MoDOT’s workzone ITS is solar-powered and automated to enable the calculation and generation of realistic travel times for transiting the construction activity, 24 hours a day. The department says CMS has become “a major tool” in helping to reduce crashes.
It is now monitoring drivers’ satisfaction with the system via an online questionnaire, asking:

Did you have enough warning before entering this workzone?

Did the signs provide clear instructions?

Did you make it through the work zone in a timely manner?

Were you able to travel safely in the work zone?

Respondents giving negative answers to the last two questions are invited to provide additional detail.

In both general traffic and workzone scenarios, state emergency response and traffic incident management staff work closely along the two interstates with local jurisdictions, all of which can sign up to receive routinely generated incident alerts.

MoDOT also has plans to expand the new driver information approach to its other interstates – I-29, I-35, and I-55. Since traffic volumes on these are substantially lower, the workzone system is likely to be prioritised in advance of the next tranche of major road reconstruction being scheduled.

Here is currently also supplying traffic information to 11 other state DoTs. Etheridge told ITS International: “governments are interested in seeing how others have deployed the technology and Missouri definitely has some innovative approaches for them to leverage.”

Field alerts

When MoDOT began acquiring Here’s real-time traffic data, it initially fed the results into an online traveller information map, to keep staff and drivers updated on actual road conditions. While useful, in practice the map proved to be of most benefit to office-based employees with computer access. It soon became clear that staff working in the field needed a more proactive and convenient way to access the information. In response, MoDOT’s Traffic and Highway Safety division joined forces with the Information Systems division to develop an internal alert programme for sending out critical warnings.

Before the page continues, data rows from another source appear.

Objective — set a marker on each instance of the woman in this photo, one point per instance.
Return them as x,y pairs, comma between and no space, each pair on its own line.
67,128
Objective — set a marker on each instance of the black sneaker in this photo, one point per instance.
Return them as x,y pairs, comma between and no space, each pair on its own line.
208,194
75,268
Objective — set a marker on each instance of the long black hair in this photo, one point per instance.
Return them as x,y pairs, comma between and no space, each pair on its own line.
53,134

The resulting Field Alert Traffic System (FATS), launched in April 2015, is closely integrated with the RQDWS. It allows MoDoT employees (and contractors) to sign up for coverage of specific road segments (for example, within a workzone) on which they want to be kept notified by text or email to their mobile phones, if speeds fall below a pre-defined threshold.

Registered users can opt to be updated on as many road segments as they wish, and control the criteria for receiving alerts (for example, by time of day, day of week or speed threshold). Once alerted, they can then investigate and decide on an appropriate response. MoDoT reports finding this system of great value in managing workzones and incidents.

FATS currently has some 200 users taking advantage of it in their day-to-day operations – Missouri state highway patrols as well as staff working for all three of MoDOT’s TMCs. The third TMC is at Springfield and gives local daytime support to Gateway Guide in the Ozarks region along the south-western section of I-44.

Nelson says: “Many times, these alerts have been the first notification an employee has had of adverse traffic conditions in their area of interest, and they can then respond more promptly.  The cost of setting up the system was nothing for materials and 80 hours of labour.”